Biden says he won't immediately remove U.S. tariffs on China
President Trump's 25% tariffs imposed on China under the phase one trade deal will remain in place at the start of the new administration, President-elect Biden said in an interview with the New York Times published early Wednesday.
Details: "I'm not going to make any immediate moves, and the same applies to the tariffs," Biden said. He plans to conduct a full review of the current U.S. policy on China and speak with key allies in Asia and Europe to "develop a coherent strategy," he said.
"The best China strategy, I think, is one which gets every one of our — or at least what used to be our — allies on the same page. It's going to be a major priority for me in the opening weeks of my presidency to try to get us back on the same page with our allies."
- Biden told NYT columnist Thomas Friedman he didn't think the U.S. yet had the "leverage" in dealing with China.
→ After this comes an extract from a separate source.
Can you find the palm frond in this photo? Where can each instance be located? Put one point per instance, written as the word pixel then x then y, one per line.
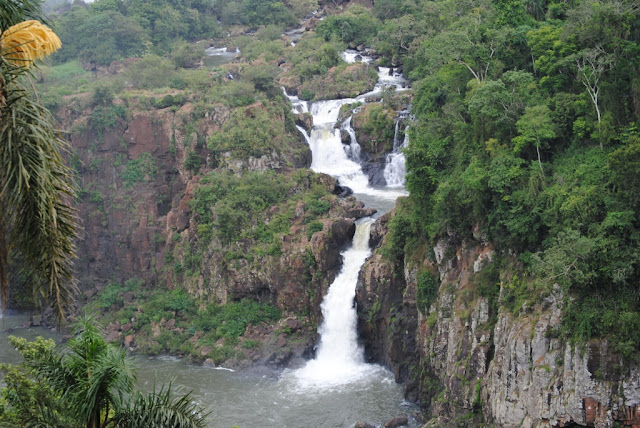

Getting bipartisan consensus in America on "government-led investments in American research and development, infrastructure and education" would achieve this.
- "I want to make sure we’re going to fight like hell by investing in America first," he said.
Worth noting: Biden said he stood by comments he made in a Sept. 13 CNN op-ed in which he wrote that "if Iran returns to strict compliance with the nuclear deal, the United States would rejoin the agreement as a starting point for follow-on negotiations," acknowledging to Friedman: "It’s going to be hard."